How to find the difference between two slices of strings in Golang?

Tag: go Author: hsn9933 Date: 2013-09-28

Here is my desired outcome

slice1 := []string{"foo", "bar","hello"}
slice2 := []string{"foo", "bar"}

difference(slice1, slice2)
=> ["hello"]

I am looking for the difference between the two string slices!

Can we assume order of strings doesn't matter?
@ANisus I presumed that I had to compare each index with the equivalent index. Otherwise it'd involve sorting the slices, or doing a very slow comparison of every slice member to every member of the other slice. Hopefully that's all that's required!
@Intermernet Yes, my answer was with the approach that order index position doesn't matter. Of course, mine is just a simple and "stupid" loop with time O(n*m) . For larger ones, maybe some sort or map solution is better.

Best Answer

Depending on the size of the slices, different solutions might be best.

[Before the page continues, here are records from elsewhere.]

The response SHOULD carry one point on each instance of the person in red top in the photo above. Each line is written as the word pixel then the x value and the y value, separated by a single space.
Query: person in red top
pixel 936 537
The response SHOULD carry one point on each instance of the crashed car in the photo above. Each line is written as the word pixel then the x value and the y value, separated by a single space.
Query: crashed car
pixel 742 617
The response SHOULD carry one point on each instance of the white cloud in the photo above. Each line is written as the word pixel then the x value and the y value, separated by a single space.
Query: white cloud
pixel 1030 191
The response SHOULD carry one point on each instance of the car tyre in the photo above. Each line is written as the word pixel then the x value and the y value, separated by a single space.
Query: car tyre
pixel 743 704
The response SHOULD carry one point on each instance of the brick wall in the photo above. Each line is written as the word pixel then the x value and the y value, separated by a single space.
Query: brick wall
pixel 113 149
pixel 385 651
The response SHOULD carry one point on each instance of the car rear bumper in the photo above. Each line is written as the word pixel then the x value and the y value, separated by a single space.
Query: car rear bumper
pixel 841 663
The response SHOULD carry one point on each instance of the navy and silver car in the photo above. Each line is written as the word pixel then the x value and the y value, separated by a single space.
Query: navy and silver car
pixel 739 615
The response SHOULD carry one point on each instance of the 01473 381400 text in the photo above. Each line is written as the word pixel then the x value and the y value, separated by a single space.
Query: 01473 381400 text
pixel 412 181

My answer assumes order doesn't matter.

Using simple loops, only to be used with smaller slices:

package main

import "fmt"

func difference(slice1 []string, slice2 []string) []string {
    var diff []string

    // Loop two times, first to find slice1 strings not in slice2,
    // second loop to find slice2 strings not in slice1
    for i := 0; i < 2; i++ {
        for _, s1 := range slice1 {
            found := false
            for _, s2 := range slice2 {
                if s1 == s2 {
                    found = true
                    break
                }
            }
            // String not found. We add it to return slice
            if !found {
                diff = append(diff, s1)
            }
        }
        // Swap the slices, only if it was the first loop
        if i == 0 {
            slice1, slice2 = slice2, slice1
        }
    }

    return diff
}

func main() {
    slice1 := []string{"foo", "bar", "hello"}
    slice2 := []string{"foo", "world", "bar", "foo"}

    fmt.Printf("%+v\n", difference(slice1, slice2))
}

Output:

[hello world]

Playground: http://play.golang.org/p/KHTmJcR4rg

comments:

I just noticed that if you do something like slice1 := []string{"foo"} slice2 := []string{"foo", "foo"} you don't get any difference. I wish we had some more direction on the finer points of what constitutes a "difference'! Is it data + index, just data, or unique data? Anyway, very nice answer.
@Intermernet In my example, I intentionally added two "foo" in the second slice just to make it clear on how the function behaves in such cases. But yeah, both our answers are correct depending on how OP defines "difference".
Yes I noticed, that was what triggered my thought, and I'm glad that you're illustrating the fact in the example. It's interesting how such a seemingly simple question involves so many caveats :-) Maybe we'll get some elucidation from the OP!

Other Answer1

As mentioned by ANisus, different approaches will suit different sizes of input slices. This solution will work in linear time O(n) independent of input size, but assumes that the "equality" includes index position.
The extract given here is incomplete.